CODEWITHSUNDEEP
cpointersstruct
AlessandroF
AlessandroF

Reputation: 562

Why is *ptr.member wrong and (*ptr).member right?

I know that if I have a pointer in C programming language, and I have to point to a struct, I do:

struct mystruct S;
struct mystruct *ptr;
ptr=&S;
ptr->member=5;

I understood this, but I do not understand the reason why, if I do:

ptr=&S;
(*ptr).member=5;

*ptr should point to the first address of the struct, but why doesn't it work if I do this:

*ptr.member=5;

Upvotes: 0

Views: 157

Answers (5)

Vlad from Moscow
Vlad from Moscow

Reputation: 310990

If you have a structure

struct A
{
    int x;
};

and an object of the structure type

A a;

then to access its data member x you have to write

a.x = 5;

Or you can write

( &a )->x = 5;

Now if you have a pointer of type struct A * that initialized by the address of the object a

struct A *pa = &a;

then expression *pa gives the object a itself.

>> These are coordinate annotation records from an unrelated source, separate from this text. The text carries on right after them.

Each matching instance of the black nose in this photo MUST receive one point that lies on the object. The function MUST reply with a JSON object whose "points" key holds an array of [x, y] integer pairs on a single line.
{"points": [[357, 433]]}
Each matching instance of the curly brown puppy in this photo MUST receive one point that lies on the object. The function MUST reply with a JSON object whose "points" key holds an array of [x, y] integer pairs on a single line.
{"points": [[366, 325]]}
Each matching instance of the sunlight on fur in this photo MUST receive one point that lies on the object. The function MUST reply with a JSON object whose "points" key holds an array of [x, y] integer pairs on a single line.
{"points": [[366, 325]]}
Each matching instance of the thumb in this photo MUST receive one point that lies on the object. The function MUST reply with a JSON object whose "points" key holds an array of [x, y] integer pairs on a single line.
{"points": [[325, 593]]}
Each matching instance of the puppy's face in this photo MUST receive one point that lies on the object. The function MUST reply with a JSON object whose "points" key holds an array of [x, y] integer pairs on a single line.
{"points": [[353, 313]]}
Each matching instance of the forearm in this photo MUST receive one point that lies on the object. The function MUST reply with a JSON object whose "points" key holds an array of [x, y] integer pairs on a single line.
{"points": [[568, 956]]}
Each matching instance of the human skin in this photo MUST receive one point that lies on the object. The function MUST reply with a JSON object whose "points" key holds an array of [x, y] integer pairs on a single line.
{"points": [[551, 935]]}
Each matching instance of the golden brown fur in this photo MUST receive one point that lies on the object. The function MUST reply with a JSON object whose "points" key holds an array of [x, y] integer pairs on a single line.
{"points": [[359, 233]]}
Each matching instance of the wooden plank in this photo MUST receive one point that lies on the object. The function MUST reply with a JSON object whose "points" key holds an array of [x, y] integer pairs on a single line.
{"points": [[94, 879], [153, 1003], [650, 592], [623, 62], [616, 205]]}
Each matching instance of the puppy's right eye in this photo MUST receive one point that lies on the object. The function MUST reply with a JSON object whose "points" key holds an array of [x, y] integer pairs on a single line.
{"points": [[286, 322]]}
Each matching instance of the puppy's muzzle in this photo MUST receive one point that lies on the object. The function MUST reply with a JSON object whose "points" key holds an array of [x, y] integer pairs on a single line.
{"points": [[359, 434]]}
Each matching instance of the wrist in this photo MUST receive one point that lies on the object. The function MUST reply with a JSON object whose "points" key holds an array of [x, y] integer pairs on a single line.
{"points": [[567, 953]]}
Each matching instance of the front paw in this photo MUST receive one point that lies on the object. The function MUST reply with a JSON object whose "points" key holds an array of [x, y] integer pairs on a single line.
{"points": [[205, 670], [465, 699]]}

So you may write

( *pa ).x = 5;

So now compare. On the one hand

a.x = 5;       and      ( *pa ).x = 5;

and on the other hand

( &a )->x = 5; and      pa->x = 5;

Upvotes: 1

John Bode
John Bode

Reputation: 123468

Unary * has a lower precedence than the . and -> member selection operators, so *p.member is parsed as *(p.member); in other words, you're attempting to dereference the result of p.member. This has two problems:

  • p is a pointer type, so the compiler will complain that you're trying to use the . operator on something that isn't a struct or union type;

  • member isn't a pointer type, so you can't apply the unary * to it.

(*p).member is equivalent to p->member; both dereference p before accessing member.

Upvotes: 1

user7140484
user7140484

Reputation: 920

You have a struct and a pointer to the struct:

  struct mystruct S;
  struct mystruct *ptr;

Now you store in ptr the address of that struct

  ptr = &S;

When you need to access one member of that struct through a pointer, you have TWO alternative syntaxes

  (*ptr).member = 5;

and

  ptr->member = 5;

The two syntaxes are equivalent and do exactly the same action.

Is only a matter of personal taste.

In your question you have an error, because you wrote:

(*p).member = 5;

Instead of

(*ptr).member = 5;

Hence the error

One last tip:

(*ptr).member = 5;

and

*ptr.member = 5;

Are different things

(*ptr).member = 5; means that you get the address pointed by ptr and then store 5 in the field named member

*ptr.member = 5; means that you get the address pointed by ptr.member and then store 5 in the memory pointed by that address.

Upvotes: 0

Chris
Chris

Reputation: 1623

Operators have precedence: the member access operator . has the highest precedence, while dereference * has the next highest precedence. So *p.member attempts to find the member member of a pointer to mystruct and then dereference it. Since a *mystruct does not have a member called member, this is an error.

Upvotes: 2

ABu
ABu

Reputation: 12259

Because the access to member operator (the dot) has precedence over the dereferenciation (*).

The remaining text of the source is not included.